Except I could learn them, I had learned them, because he had given them to me, along with his heart.
And I wanted to give him everything of mine in return. I’d told him it was too fucking late for a happy ending for us, and it was. But maybe it wasn’t too late for something else.
It doesn’t matter, Molly, a sensible part of me thought. Go to sleep.
Instead I slid off the bed and took a lamp off my end table. Padding downstairs, I went to my office, the soft rustling of my skirt unnaturally loud in the empty house. I went to my desk, where I found Hugh’s contract. I flipped through the pages until I found what I was looking for:
Infidelity, which shall be defined as the following acts…
I glanced up at the clock. A little before midnight. It would take me at least thirty minutes to get back to Gravendon Manor, and possibly another thirty to find the other thing I would need to do this…oh my God, was I really thinking about doing this?
I glanced down at the contract, at my hand with its diamond glittering in the lamplight.
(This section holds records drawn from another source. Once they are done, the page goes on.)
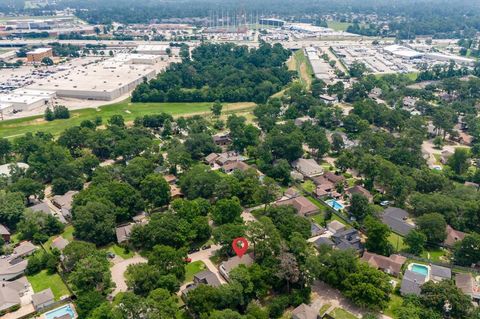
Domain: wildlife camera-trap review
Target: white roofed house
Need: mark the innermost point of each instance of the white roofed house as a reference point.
(308, 167)
(64, 203)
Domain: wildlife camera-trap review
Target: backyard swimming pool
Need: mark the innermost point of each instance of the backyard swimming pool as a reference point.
(59, 312)
(334, 204)
(419, 269)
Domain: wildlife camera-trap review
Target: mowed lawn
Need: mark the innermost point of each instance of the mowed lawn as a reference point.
(193, 268)
(43, 280)
(130, 111)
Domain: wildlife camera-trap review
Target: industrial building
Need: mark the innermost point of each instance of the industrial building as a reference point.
(105, 81)
(155, 49)
(402, 52)
(37, 55)
(272, 22)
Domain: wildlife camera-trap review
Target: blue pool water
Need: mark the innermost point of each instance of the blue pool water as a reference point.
(420, 269)
(334, 204)
(56, 313)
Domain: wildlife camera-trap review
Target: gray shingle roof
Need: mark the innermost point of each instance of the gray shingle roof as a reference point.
(411, 283)
(395, 218)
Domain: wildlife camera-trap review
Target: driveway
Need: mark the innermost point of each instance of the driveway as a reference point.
(120, 266)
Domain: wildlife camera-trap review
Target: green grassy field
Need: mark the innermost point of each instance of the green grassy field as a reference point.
(130, 111)
(43, 280)
(193, 268)
(120, 251)
(394, 304)
(304, 68)
(338, 26)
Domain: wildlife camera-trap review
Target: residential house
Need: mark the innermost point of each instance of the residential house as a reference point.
(170, 178)
(123, 233)
(326, 188)
(323, 241)
(233, 262)
(302, 120)
(316, 230)
(453, 236)
(175, 192)
(59, 243)
(42, 207)
(348, 239)
(397, 220)
(12, 268)
(234, 166)
(308, 167)
(303, 206)
(5, 233)
(304, 312)
(444, 156)
(467, 284)
(391, 265)
(291, 193)
(412, 283)
(409, 102)
(6, 169)
(11, 291)
(334, 178)
(375, 93)
(329, 99)
(25, 248)
(221, 159)
(222, 139)
(439, 273)
(64, 203)
(335, 227)
(206, 277)
(43, 299)
(357, 189)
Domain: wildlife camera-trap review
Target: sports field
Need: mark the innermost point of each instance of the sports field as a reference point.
(130, 111)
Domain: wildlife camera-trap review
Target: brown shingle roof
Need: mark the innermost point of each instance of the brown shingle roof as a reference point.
(453, 236)
(387, 264)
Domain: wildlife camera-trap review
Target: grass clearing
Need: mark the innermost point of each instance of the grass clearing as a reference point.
(397, 242)
(394, 304)
(130, 111)
(120, 251)
(193, 268)
(324, 309)
(435, 254)
(43, 280)
(304, 68)
(339, 313)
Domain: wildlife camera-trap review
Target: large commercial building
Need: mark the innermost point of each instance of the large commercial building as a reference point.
(105, 81)
(272, 22)
(155, 49)
(37, 55)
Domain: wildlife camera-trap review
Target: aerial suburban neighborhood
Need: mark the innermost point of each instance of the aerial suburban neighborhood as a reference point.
(221, 159)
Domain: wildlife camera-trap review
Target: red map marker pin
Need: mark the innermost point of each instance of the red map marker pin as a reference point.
(241, 249)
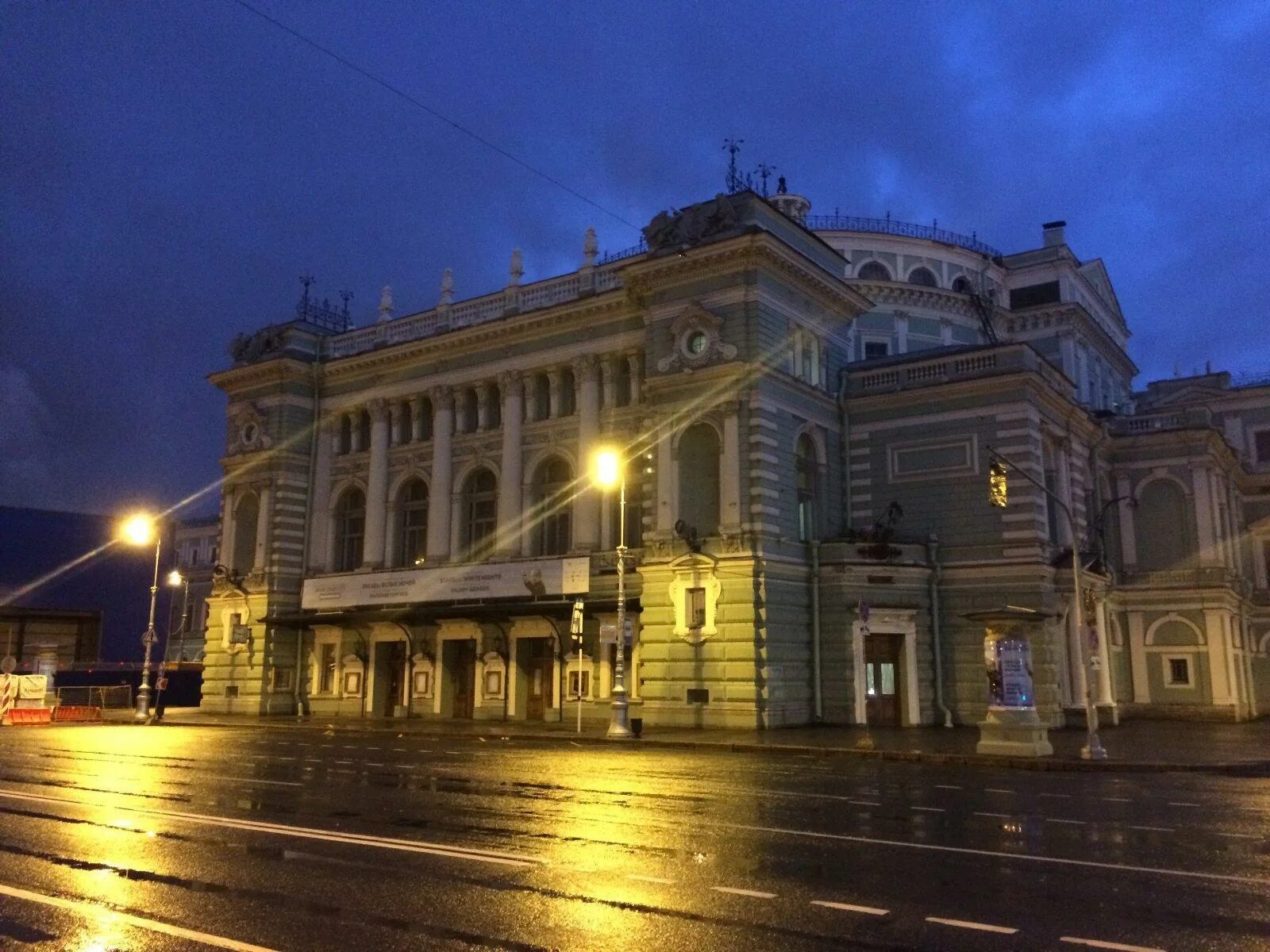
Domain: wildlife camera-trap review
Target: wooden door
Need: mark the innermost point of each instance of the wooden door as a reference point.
(882, 681)
(537, 677)
(465, 677)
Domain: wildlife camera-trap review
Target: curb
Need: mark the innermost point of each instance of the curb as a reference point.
(1236, 768)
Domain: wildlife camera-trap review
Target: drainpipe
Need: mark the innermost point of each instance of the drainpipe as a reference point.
(933, 546)
(816, 631)
(309, 518)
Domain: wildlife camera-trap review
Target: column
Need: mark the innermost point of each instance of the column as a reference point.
(264, 516)
(442, 475)
(417, 419)
(1128, 541)
(1204, 518)
(586, 503)
(729, 469)
(319, 497)
(554, 381)
(510, 486)
(376, 486)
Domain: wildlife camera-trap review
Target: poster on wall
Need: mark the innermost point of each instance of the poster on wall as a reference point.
(529, 579)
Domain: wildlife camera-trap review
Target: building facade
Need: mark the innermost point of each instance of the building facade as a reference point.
(806, 406)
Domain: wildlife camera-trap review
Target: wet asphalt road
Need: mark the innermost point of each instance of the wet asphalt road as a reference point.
(188, 838)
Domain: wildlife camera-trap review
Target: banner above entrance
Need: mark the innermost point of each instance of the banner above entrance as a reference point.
(543, 577)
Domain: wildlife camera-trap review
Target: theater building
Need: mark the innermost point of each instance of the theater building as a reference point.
(806, 408)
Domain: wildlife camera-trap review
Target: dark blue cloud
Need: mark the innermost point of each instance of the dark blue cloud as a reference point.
(171, 169)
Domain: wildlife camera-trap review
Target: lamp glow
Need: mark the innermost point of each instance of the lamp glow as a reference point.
(137, 530)
(609, 469)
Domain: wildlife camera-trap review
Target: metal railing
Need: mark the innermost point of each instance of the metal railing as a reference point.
(891, 226)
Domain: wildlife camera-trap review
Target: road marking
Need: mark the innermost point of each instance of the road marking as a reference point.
(749, 894)
(359, 839)
(850, 908)
(90, 911)
(981, 927)
(995, 854)
(1099, 943)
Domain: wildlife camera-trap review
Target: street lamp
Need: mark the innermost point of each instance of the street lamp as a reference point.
(141, 530)
(610, 471)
Yes. Fuck it all, I was doing this.
After drinking what felt like a gallon of gin, I went to bed before midnight, which was practically unheard of for me, but I was exhausted. Not necessarily my body, but my mind—my thoughts were a grayscape of rejection and defeat, and I couldn’t even pretend to feel otherwise. I excused myself to Castor, Julian, and Ivy and then went up to my room, where I shucked my clothes and toppled face first onto the bed, waiting to die. I would just lay here and refuse to eat and drink, and then I would die, and at least that would be better than knowing what it looked like to have Molly O’Flaherty walking away from me after I’d offered up everything.
Yes, that was the plan. I would consign myself to death, and then everyone would feel terrible—especially Molly—and she would weep at my graveside, and then somewhere, from Hell or Heaven, wherever I ended up, I would at least have that satisfaction. Castor would shake his head sternly and Ivy and Julian would name their next child after me, and poets would write lyric odes to my steadfast dedication to love.